The use of AI in university classrooms seems to vary. Some professors prohibit its use, others permit it as long as students are open about how they’ve used it. “Show your work,” in other words. How do you deal with AI in your classroom?

I like to teach my students how to think critically about AI: “What is a data model? What does it represent? What data is missing? What aspects of making data are impossible to capture and quantify?” We also interrogate who makes these systems. We talk about Kenyan data cleaners, coltan miners, people who have to make hardware. We talk about copyright infringement, the environment, and the incredible amounts of energy that these systems take. Rather than talking about these products as simply tools, we understand these products as a set of economic, social, and political choices that involve millions of people, whether they are beneficiaries of using large language models or a cog in the wheel of exploitation toward making it. Those are very rich, fascinating important ideas to talk about with students because they are getting fed the same propaganda that everyone else is in the marketing materials that come out of these big companies — with all the promises and none of the consequences or responsibilities that come along with it. Then they can decide whether to burn down a tree to use ChatGPT to tell them where to have dinner tonight. Rather than having a moral judgement about whether AI is good or bad, I want students to be able to ask, “Is it worth it for me to use it? When is it necessary? Do I understand the logic of how to arrive at a solution if we don’t have AI?” Those critical thinking skills are the best ways to be engaging with these products.


To modify a common analogy, it seems in many ways as if the horse has already gotten out of the barn. But we can’t give up on building fences — the guardrails. What do you think the guardrails to AI technology look like, and will they get built by popular political action, in voting booths, legislatures, and Congress?

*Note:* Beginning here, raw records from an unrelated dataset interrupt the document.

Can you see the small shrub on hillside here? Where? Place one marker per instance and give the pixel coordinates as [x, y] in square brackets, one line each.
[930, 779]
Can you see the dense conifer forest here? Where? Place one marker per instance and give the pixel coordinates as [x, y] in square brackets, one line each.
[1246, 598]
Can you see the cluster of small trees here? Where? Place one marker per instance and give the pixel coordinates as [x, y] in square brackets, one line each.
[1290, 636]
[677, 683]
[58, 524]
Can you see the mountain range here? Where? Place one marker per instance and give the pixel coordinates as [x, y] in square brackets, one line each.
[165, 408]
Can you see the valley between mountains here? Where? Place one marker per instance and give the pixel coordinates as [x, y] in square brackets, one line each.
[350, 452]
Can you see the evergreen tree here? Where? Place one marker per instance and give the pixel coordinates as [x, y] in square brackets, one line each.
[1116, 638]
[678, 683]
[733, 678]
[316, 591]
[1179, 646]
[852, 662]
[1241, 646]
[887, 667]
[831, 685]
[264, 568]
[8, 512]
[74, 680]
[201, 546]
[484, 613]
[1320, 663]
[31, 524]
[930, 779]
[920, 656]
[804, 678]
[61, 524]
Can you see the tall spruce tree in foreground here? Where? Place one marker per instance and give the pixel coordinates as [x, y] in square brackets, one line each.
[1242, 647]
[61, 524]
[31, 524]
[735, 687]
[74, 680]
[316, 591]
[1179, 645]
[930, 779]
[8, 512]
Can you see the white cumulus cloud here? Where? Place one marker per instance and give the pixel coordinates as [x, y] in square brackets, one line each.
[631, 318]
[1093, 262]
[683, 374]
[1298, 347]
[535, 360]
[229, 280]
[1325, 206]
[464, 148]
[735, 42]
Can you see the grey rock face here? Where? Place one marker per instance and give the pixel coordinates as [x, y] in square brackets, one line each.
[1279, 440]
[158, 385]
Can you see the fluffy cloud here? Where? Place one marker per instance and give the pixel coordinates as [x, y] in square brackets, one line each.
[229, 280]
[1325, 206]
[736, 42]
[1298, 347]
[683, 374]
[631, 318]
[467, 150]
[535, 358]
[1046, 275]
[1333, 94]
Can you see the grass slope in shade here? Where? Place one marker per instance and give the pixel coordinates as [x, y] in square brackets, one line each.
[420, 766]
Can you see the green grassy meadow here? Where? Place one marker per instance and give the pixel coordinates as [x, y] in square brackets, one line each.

I began “Algorithms of Oppression” by saying that artificial intelligence will be a major human rights issue of the 21st century, because it’s more than just a tool. It’s about international labor relations, economies, the environment, the decline of our cognitive capacities, mental health and well-being and that of our children. We are already forced to contend with these issues, but we’re seeing responses. I heard recently about nine new lawsuits against OpenAI, against Character AI. There will always be the risk investors face. The truth is all of our pensions are propping up these dangerous, capricious investments coming out of venture capital. That’s our pension funds that are being used in speculative ways. I think consumers and workers will demand divestment from surveillance, anti-democratic, and authoritarian technologies. That’s, in theory, another powerful front. More and more people are not letting their kids on screens. More and more kids are turning their back on social media. So, there will also be protections that people will try to put in place for their families and communities. Everyone has something to say and has a stake in the kinds of world that we want to live in. Many, many more people are involved in these conversations than ever have been before. That’s very exciting because it means that if we don’t want some of these worst, most dangerous kinds of products, then what do we want? What can we make? What else is possible? I think that there’s a building appetite for that.